If we are not able to conduct a full examination until you have resolved one or more issues, we will send you a compliance report outlining these issues and give you an opportunity to respond within a set timeframe. We will defer a full examination of your application until these issues are resolved.

Grounds of refusal

Your examiner may identify issues with your application based on a number of grounds, including the following:

Absolute grounds

These grounds concern the nature of the mark itself, including its ability to distinguish your goods or services from those of other traders. For example, we may object if:

  • your mark is likely to deceive or confuse
  • your mark merely describes the goods and services for which it will be used, eg SWEET on ice cream, BLUFF on oysters, or BEST IN THE WORLD on banking services
  • your mark is likely to offend a significant section of the community, including Māori.

For more detailed information on how we examine trade mark applications under absolute grounds, please see our practice guidelines below.

Relative grounds

These grounds are concerned with conflict between the trade mark application and the rights of other persons, entities or traders. For example, we may object if:

  • your mark is the same as the mark in another trader’s application or registration that has earlier priority, for the same or similar goods or services
  • your mark is similar to the mark in another trader’s application or registration that has earlier priority, for the same or similar goods or services; and use of your mark may result in confusion or deception.

The other application or registration may have earlier priority because it is either:

  • a national trade mark application that was filed in New Zealand on an earlier date, or claimed an earlier priority date under the Paris Convention
  • an international trade mark application that designated New Zealand on an earlier date, or claimed an earlier priority date under the Paris Convention.

For more detailed information on how we examine trade mark applications under relative grounds, please see our practice guidelines below.

Trade Marks that contain Māori elements

If the mark in your trade mark application contains Māori elements, including Māori words or imagery, we will refer your application to the Māori Trade Marks Advisory Committee (MTAC) for their advice.

The MTAC will review your application and advise us about whether your mark is likely to offend Māori.

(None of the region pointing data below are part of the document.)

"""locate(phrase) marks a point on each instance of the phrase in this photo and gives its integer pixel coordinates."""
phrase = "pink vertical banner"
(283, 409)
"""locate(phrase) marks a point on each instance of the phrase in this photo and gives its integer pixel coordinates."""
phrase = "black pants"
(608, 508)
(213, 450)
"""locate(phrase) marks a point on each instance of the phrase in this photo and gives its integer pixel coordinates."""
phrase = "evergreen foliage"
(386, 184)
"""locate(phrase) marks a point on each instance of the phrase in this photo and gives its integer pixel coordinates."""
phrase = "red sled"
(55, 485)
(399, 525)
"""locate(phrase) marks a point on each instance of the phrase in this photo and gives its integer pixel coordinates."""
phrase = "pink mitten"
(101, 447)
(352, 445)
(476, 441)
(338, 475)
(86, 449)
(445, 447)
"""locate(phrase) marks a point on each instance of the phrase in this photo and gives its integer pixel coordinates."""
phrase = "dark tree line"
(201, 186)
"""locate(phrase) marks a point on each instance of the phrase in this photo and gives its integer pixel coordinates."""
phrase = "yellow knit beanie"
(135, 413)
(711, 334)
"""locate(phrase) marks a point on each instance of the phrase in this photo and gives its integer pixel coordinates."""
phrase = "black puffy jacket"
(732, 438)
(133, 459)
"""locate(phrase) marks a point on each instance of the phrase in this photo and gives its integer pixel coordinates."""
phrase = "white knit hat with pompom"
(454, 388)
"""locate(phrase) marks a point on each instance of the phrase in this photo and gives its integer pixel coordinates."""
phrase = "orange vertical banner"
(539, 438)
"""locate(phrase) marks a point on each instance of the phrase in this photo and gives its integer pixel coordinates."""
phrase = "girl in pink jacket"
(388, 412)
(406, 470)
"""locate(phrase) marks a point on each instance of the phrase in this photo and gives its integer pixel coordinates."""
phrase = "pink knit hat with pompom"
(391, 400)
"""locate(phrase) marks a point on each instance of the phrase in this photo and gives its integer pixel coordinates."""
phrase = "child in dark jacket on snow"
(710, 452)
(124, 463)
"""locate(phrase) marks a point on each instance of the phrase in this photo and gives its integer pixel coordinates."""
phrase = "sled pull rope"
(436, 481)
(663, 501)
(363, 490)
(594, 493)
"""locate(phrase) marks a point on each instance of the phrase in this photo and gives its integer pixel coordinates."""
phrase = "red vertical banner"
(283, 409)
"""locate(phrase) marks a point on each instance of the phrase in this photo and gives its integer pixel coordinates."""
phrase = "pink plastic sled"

The examiner will consider the MTAC’s advice as part of the examination of your application.

If we consider the use or registration of your mark is likely to offend Māori, the examiner will raise this objection in a compliance report. You will be given an opportunity to respond to these objections.

We’ve developed an Aratohu Mātauranga checklist to help you think through potential issues if your trade mark contains Māori elements. Completing this checklist is optional, and is not required as part of a trade mark aplication.

Aratohu Mātauranga checklist [PDF, 349 KB]

For more detailed information on how we consider trade mark applications that contain Māori elements, please see our practice guideline below.

Māori advisory committee and Māori trade marks

Respond to a compliance report

If we decide your mark is not registrable under the Act, we'll send you a compliance report that sets out the issues we’ve identified.

If you disagree with any of the issues raised, or there are circumstances we’re unaware of that may help overcome any issue, we encourage you to respond with the reasons why your application should be reconsidered.

In some instances after we consider your response, we may decide that your mark is still not registrable under the Act. If this happens, you may either:

  • abandon or withdraw your application at no additional cost
  • allow your application to lapse, by not responding to the latest compliance report by its deadline
  • request a notice of rejection so that you can request a hearing so that the matter will be considered by an Assistant Commissioner.